Experts estimate that as many as 50,000 people are likely to have died from the flu once the season comes to an end. Those who are eligible are encouraged to get a flu shot right away. But many of those who have taken the shot still contracted the flu – so what difference does it make?
“Getting the flu shot can help prevent the flu and reduce the intensity of the illness if one comes down with it – highly recommended to anyone without a contraindication to receive it!” said Dr Brian Secemsky, an internist at One Medical in San Francisco, as reported by Daily Mail.
Lily Kershaw, 5, was the first child to die of the flu. She passed away on January 22 in Nebraska. An autopsy report concluded that Lily Kershaw had influenza and succumbed to a related infection, according to Platte County Attorney Carl Hart.
“Lily was a smart, kind, and loving little girl.
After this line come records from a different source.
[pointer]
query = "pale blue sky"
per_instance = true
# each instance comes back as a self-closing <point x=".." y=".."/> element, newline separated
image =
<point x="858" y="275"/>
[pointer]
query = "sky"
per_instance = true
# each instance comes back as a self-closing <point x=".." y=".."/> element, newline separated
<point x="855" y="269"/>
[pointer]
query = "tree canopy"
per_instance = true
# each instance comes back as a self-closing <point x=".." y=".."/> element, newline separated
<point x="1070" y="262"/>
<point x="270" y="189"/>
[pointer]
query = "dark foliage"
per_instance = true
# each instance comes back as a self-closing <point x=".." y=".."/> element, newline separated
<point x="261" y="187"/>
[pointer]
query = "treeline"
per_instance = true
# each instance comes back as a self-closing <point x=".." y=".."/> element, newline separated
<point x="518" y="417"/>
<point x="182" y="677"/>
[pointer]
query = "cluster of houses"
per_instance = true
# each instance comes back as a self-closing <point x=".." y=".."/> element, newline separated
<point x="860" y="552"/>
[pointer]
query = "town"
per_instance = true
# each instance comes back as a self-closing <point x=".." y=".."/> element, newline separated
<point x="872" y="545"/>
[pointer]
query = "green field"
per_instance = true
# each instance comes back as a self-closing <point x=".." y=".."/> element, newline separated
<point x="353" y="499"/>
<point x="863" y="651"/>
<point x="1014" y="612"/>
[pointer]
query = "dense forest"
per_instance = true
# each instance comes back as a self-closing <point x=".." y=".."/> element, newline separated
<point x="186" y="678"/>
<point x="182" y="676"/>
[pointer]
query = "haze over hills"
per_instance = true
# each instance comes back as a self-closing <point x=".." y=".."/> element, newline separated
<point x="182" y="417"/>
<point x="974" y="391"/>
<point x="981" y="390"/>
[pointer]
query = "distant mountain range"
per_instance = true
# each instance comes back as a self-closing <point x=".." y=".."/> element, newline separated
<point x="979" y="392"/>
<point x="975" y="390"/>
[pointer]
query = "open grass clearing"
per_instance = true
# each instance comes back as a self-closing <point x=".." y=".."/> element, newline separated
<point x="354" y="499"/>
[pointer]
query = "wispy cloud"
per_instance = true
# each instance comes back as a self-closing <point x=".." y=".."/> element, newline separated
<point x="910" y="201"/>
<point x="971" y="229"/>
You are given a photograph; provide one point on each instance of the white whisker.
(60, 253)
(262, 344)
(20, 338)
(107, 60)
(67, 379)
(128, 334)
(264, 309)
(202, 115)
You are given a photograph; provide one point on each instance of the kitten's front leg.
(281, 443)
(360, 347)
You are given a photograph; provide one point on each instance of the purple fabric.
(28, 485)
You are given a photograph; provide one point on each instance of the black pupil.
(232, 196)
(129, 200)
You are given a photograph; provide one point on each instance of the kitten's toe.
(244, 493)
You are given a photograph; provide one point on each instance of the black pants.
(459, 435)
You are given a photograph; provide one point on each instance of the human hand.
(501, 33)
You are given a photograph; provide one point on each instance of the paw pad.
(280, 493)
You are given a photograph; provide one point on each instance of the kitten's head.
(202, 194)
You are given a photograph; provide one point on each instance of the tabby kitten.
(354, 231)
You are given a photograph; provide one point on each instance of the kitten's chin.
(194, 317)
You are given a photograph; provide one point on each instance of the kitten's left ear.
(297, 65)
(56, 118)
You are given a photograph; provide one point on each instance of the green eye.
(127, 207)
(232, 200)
She had a passion for learning and always shared her big smile or a hug with anyone in need of one,’’ read a Facebook post from Twin River kindergarten, where Lily attended. “Please keep the Kershaw family in your thoughts and prayers.”
Another child, 12-year-old Florida native Dylan Winnik, died of the fly on January 23. Dylan had been complaining of chest pain and fever. However, he started to feel better. When his parents took his temperature, they found it was normal at 98 degrees Fahrenheit. Two hours later, he was dead.
“Don’t mess around with the flu,” Dylan’s stepfather, Mike Medwin, told NBC affiliate WPTV. “It’s not going to somebody else. It can happen right in your neighborhood. Right in your name. It happened to us. Lighting struck.” A GoFundMe page has been set up for funeral and memorial expenses in honor of Dylan.
The campaign has raised almost $30,000.
“I want to take a moment to address everybody that has donated, or reached out with thoughts and prayers for the family. You have lifted us up during this time of need. There is no other way to describe it. Today we celebrated Dylan’s life, and without the love that poured in from everybody, it would not have been possible to have such a beautiful ceremony,” Medwin updated on the page earlier this week.
“The service was unbelievably beautiful. We saw countless family and friends come with us to say goodbye to Dylan. You could never imagine how much love the community poured into the celebration. Thank you, thank you, thank you, your support and love has come thru to transform the worst disaster of our lives into a ceremony where everybody that Dylan’s life touched was able to celebrate the joy of his beautiful life.”
An 8-year-old Alabama girl also fell victim to the flu, passing away on January 16. Zainab Momin was staying home due to the bad weather when her parents rushed her to the hospital with a high fever and flu-like symptoms.
She died later that night.
Zainab was a third grader at Pike Road Elementary School in Alabama.
“It’s a really hard time especially in the morning whenever the students first see each other and see the empty seat and some of them will be hearing about it for the first time. To lose someone so young is incredibly difficult,” Principal Ryan Kendall said, as reported by ABC 13.
“Zainab was a delightful little girl. She had just a wonderful smile and a great attitude. Our school family here is devastated.”
The flu causes an estimated 9 million to 35 million illnesses, 140,000 to 710,000 hospitalizations and 12,000 to 56,000 deaths in the United States in a typical year, according to the CDC. While this year’s numbers are no more severe than usual, the flu has seemed to strike across the entire US, instead of being focused on one state.
“It’s a robust flu season,” said Marcus Plescia, chief medical officer of the Association of State and Territorial Health Officials, as reported by USA Today.
Remember to wash your hands, and if you are sick with the flu – stay home!